Yorick Goes to the Mall
I have a friend getting married next Saturday, so I had to go to the mall to buy a gift.
That sentence is literally true -- I "had to" go to the mall to buy the gift because although my friend is registered at a large department store called Myer, Myer's wedding registries are not available on-line. You have to actually go to the store to a special desk where somebody has access to the registry. Give her the number, and she will print off the list of things on said registry that haven't been purchased yet. You buy the stuff, and bring it back to her so she can check it off the list.
So my officemates and I did that. But it seemed so 1993 somehow. I mean, Myer has the registry on a computer already. How hard would it be to make it available on-line?
Anyway, it was sort of interesting wandering around Myer while waiting to get the registry, and again while waiting for the gifts we bought to be wrapped. For the first time in my certain knowledge, I touched a pot that cost over $350 (US). "It's French," our savvy office management specialist said, as if that simple concept were all the explanation needed to account for the ungodly pricetag. It was certainly heavy, so I guess it could also double as a weapon; you could clobber any intruders with the lid if they had the temerity to invade your kitchen while you were sauteeing mushrooms or doing some other French cooking technique.

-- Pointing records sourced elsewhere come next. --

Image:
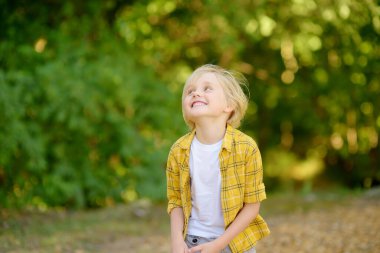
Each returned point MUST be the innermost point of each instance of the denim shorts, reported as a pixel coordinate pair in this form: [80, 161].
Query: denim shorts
[192, 241]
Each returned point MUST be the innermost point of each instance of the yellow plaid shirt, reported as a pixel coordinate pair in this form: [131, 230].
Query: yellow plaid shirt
[242, 182]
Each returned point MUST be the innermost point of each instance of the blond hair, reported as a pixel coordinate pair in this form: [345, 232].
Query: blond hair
[232, 83]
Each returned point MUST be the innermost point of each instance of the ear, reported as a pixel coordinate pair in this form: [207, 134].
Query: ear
[228, 109]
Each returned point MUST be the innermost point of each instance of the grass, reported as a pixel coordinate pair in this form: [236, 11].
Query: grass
[79, 231]
[95, 230]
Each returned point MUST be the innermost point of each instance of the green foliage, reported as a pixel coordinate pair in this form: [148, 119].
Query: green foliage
[90, 92]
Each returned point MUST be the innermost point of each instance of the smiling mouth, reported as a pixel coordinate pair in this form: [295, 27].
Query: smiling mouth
[198, 103]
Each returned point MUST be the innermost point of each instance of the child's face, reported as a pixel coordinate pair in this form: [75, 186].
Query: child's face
[205, 98]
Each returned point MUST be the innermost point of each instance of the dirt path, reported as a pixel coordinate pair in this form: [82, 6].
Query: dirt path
[332, 223]
[351, 226]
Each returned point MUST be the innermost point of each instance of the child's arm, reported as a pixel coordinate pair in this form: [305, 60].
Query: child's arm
[247, 214]
[176, 227]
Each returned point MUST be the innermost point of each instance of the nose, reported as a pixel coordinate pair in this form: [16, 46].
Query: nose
[196, 93]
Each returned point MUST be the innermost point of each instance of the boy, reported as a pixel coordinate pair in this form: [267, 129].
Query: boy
[214, 173]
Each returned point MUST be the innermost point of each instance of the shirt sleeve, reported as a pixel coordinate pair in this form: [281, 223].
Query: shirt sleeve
[173, 183]
[254, 185]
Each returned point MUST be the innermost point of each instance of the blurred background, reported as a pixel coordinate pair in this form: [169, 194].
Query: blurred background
[90, 103]
[90, 93]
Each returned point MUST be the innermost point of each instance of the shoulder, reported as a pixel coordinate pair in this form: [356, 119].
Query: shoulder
[182, 143]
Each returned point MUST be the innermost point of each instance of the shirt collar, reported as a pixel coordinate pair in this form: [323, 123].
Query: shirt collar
[185, 143]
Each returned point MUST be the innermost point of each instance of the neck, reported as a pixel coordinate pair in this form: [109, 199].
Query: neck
[210, 133]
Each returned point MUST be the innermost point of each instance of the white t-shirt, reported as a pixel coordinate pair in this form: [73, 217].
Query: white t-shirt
[206, 218]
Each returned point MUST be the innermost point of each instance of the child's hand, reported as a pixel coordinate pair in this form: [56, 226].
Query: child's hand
[209, 247]
[179, 247]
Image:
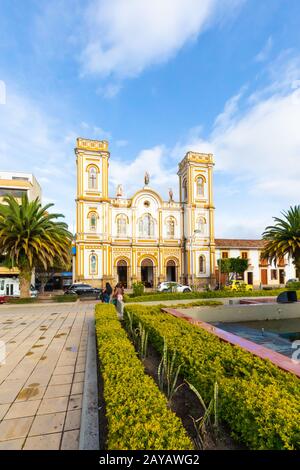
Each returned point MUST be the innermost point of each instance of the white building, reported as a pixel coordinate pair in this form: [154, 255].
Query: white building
[259, 272]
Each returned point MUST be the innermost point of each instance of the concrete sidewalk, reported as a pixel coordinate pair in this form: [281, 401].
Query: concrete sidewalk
[42, 381]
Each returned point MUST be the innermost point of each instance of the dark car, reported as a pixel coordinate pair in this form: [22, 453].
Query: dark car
[84, 290]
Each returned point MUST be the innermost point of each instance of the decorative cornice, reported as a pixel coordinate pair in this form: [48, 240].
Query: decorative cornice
[92, 145]
[196, 157]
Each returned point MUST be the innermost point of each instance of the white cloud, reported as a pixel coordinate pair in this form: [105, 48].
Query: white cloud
[31, 141]
[263, 55]
[257, 153]
[124, 37]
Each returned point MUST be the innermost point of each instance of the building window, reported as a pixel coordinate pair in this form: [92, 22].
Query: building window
[274, 275]
[171, 227]
[200, 224]
[200, 186]
[184, 189]
[93, 221]
[146, 226]
[93, 264]
[92, 178]
[201, 264]
[122, 225]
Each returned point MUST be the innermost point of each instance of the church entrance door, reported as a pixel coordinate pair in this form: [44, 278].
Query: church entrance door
[171, 271]
[122, 271]
[147, 272]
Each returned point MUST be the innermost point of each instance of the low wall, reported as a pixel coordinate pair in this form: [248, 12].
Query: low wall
[240, 313]
[278, 359]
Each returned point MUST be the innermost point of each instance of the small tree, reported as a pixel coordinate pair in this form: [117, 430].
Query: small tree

And the store was full of Christmas schlock. Australian Christmas schlock bears a strong resemblence to American schlock. Not real surprising, although there were certainly a lot more Christmas-themed beach towels than you'd see in a typical mall in Ohio. They had an assortment of truly odd Christmas ornaments. My favorite was the kangaroo with wings. Yes, wings. Must be an optimistic view of the kangaroo afterlife; after being hit by a truck they get wings and get to adorn plastic Christmas trees. Beats the 7th circle of hell, I guess.